On 2009-03-12, at 16:31EDT, Brendan Eich wrote:
On Mar 12, 2009, at 11:57 AM, P T Withington wrote:
[...]
Same here, but I bet I did it differently. Which makes me think
this is _not_ an area for standardization. As long as there is a
standard way to enumerate the properties of an Object and a
standard way to determine an Object's 'class' (i.e., constructor,
which you can only do in ES3 if you annotate each object yourself),
you can write your own inspect and this is a dandy place to allow
innovation, IMO.
This was Rok's argument against standardizing toSource/uneval in ES3
timeframe, and it's a good one if the intention is to serialize and
deserialize all cases preserving private state, non-enumerable
properties, etc.
I think we are a long way from needing serialize/deserialize arbitrary
Objects. Having JSON should suffice.
On the other hand, if the intention is to provide an easily
inspected string representation that gives obvious or overt property
values, e.g.,
uneval([0,1,[2,3]]) => "[0, 1, [2, 3]]" instead of the muddled
toString result "0,1,2,3", then there's benefit in a common standard.
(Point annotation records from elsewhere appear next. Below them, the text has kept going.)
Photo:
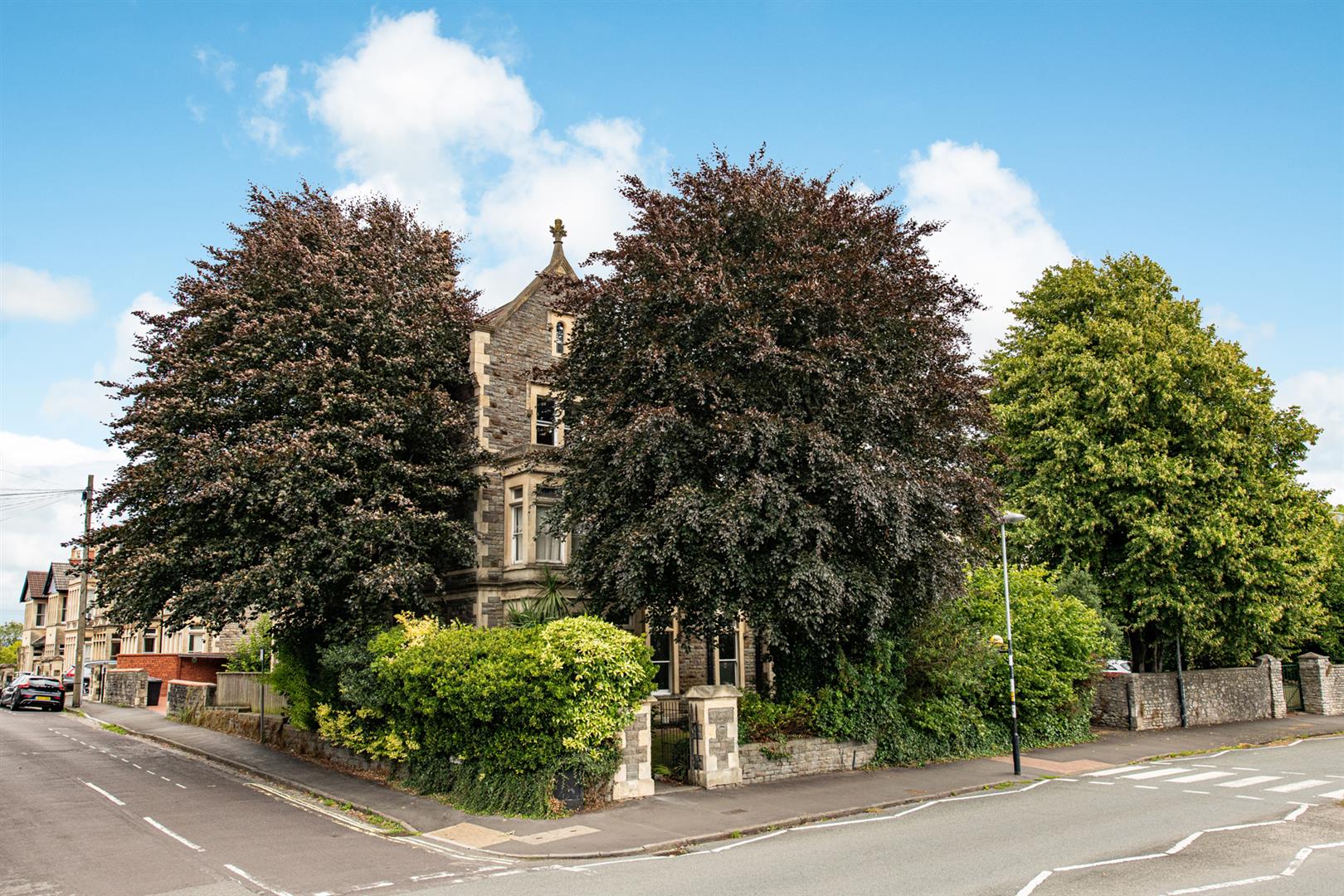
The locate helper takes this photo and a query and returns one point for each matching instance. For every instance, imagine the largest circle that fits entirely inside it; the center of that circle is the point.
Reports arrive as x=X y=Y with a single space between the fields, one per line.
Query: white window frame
x=516 y=524
x=739 y=642
x=562 y=543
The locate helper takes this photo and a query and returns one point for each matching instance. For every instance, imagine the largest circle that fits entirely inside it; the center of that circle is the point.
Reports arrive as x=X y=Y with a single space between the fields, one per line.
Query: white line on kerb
x=253 y=880
x=175 y=835
x=104 y=793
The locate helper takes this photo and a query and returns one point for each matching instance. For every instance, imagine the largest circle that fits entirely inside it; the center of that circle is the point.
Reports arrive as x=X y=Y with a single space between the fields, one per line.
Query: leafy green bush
x=489 y=716
x=940 y=691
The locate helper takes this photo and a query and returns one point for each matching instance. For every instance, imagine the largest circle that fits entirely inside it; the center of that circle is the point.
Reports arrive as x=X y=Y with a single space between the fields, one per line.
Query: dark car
x=34 y=691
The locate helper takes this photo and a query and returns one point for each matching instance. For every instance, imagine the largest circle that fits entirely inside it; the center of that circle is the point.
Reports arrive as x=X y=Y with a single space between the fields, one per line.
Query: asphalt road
x=152 y=821
x=95 y=813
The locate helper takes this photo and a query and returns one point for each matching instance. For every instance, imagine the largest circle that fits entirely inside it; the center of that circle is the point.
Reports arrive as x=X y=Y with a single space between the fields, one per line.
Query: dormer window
x=546 y=421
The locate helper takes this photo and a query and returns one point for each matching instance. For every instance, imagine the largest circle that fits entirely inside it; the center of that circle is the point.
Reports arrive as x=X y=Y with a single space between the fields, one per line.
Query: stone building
x=513 y=353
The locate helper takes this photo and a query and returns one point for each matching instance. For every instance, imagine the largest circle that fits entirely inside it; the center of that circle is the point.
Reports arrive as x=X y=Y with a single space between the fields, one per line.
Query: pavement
x=682 y=817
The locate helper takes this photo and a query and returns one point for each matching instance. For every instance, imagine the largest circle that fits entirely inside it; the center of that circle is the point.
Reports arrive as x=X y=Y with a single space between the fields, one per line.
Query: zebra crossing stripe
x=1296 y=785
x=1203 y=776
x=1157 y=772
x=1250 y=782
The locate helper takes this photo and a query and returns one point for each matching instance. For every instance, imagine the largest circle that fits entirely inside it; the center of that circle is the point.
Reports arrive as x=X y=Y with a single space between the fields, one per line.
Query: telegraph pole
x=84 y=597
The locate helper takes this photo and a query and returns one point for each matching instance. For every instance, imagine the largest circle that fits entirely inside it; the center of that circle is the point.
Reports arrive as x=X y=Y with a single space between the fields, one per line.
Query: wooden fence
x=244 y=689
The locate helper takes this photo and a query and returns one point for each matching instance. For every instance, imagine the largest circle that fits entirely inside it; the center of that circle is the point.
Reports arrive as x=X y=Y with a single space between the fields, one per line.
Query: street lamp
x=1004 y=522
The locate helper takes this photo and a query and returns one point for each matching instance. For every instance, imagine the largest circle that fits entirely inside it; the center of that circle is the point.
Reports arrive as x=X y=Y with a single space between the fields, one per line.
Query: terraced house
x=514 y=349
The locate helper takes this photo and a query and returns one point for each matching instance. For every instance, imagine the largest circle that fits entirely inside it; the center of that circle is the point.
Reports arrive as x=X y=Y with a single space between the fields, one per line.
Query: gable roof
x=34 y=585
x=558 y=265
x=58 y=578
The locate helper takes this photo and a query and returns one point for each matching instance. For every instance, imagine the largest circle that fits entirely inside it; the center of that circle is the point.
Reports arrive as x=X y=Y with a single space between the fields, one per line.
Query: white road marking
x=89 y=783
x=1203 y=776
x=253 y=880
x=1157 y=772
x=175 y=835
x=1298 y=785
x=1250 y=782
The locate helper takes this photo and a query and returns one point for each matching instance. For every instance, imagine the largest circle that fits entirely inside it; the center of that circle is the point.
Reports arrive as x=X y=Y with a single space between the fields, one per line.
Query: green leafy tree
x=299 y=434
x=1147 y=451
x=778 y=416
x=11 y=635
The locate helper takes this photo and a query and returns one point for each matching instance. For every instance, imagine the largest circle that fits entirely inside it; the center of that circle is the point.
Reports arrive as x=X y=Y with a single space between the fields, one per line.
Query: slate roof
x=58 y=578
x=558 y=265
x=34 y=585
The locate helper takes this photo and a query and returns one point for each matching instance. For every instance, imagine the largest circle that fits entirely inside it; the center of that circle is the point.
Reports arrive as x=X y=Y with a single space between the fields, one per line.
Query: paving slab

And I agree that toString is next to useless as a debugging tool.
Which is why I wrote my own. In my experience of writing my own, I
have found that I've changed what I want the 'representation' of an
object to be, and continue to change that. (Since my output is
intended to help the human programmer, and not be eval-ed, I continue
to adjust how attributes of an object are sorted, labelled,
abbreviated, hidden/revealed, re-inspected, etc. Since my users are
programming in a language above Javascript, I'm starting to change the
representation to be more like the high-level language they write in,
rather than display the Javascript "assembly language".) Those are
some of the reasons I'm not in a rush to standardize what inspecting
an object means.
But, I would very much like to see a standard way to discover an
Object's constructor, and a way to enumerate _all_ the properties of
an object. I know there is a tension between security and
introspection. I don't know if this is something that can be handled
by the presumably already-overloaded strict mode.